Het proces is erop gericht inefficiënties in de markt te zoeken door relative value strategieën toe te passen. Siecker: ‘Deltcheva neemt geen dominante top-down visie in, maar laat de algehele positionering van het fonds grotendeels over aan bottom-up landenkeuzes. Deze relative value benadering die is gericht op ondergewaardeerd staats- of bedrijfspapier heeft veel performance gekost. Op het moment dat geld- en kapitaalmarkten geconfronteerd worden met systematisch risico, stijgen spreads over de volle breedte van verschillende asset klassen. Hoewel het fonds onderwogen was in export georiënteerde landen, was er een overwogen positie in landen met een hoge bèta op dit vlak. Zo had het fonds posities in Angola en Equador.’

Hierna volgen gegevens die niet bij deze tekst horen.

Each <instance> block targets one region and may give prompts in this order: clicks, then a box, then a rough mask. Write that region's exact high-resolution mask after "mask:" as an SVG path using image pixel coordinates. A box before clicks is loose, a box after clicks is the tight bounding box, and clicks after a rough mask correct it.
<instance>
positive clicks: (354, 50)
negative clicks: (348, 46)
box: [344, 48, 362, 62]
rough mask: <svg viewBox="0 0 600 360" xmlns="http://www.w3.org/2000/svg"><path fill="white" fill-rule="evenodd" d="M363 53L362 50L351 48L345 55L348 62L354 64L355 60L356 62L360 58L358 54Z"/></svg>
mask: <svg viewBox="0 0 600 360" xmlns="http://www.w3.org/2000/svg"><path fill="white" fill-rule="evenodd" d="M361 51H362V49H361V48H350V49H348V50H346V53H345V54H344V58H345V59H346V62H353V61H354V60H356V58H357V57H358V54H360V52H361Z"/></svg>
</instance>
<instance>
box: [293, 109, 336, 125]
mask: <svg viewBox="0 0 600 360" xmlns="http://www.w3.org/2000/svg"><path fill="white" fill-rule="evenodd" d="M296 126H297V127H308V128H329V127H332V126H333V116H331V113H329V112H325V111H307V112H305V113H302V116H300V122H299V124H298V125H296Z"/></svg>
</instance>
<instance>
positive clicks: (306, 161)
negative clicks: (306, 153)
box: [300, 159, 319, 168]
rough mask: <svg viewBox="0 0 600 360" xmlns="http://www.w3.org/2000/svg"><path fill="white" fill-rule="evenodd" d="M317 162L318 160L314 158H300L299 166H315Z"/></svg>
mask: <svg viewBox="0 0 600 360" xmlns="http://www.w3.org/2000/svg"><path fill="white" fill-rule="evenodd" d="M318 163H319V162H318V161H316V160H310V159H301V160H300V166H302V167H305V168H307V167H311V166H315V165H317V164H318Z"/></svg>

Andere relative value bets bestonden volgens Siecker uit landen die in de problemen kwamen zoals Argentinië en Suriname. ‘Daarnaast was er een overwogen positie in het high yield segment van schuldpapier van opkomende landen. Door de stijging van de spreads, zorgde dat voor een drukkend effect op de performance. De blootstelling aan obligaties in lokale valuta was niet noemenswaardig voor de impact op het rendement.’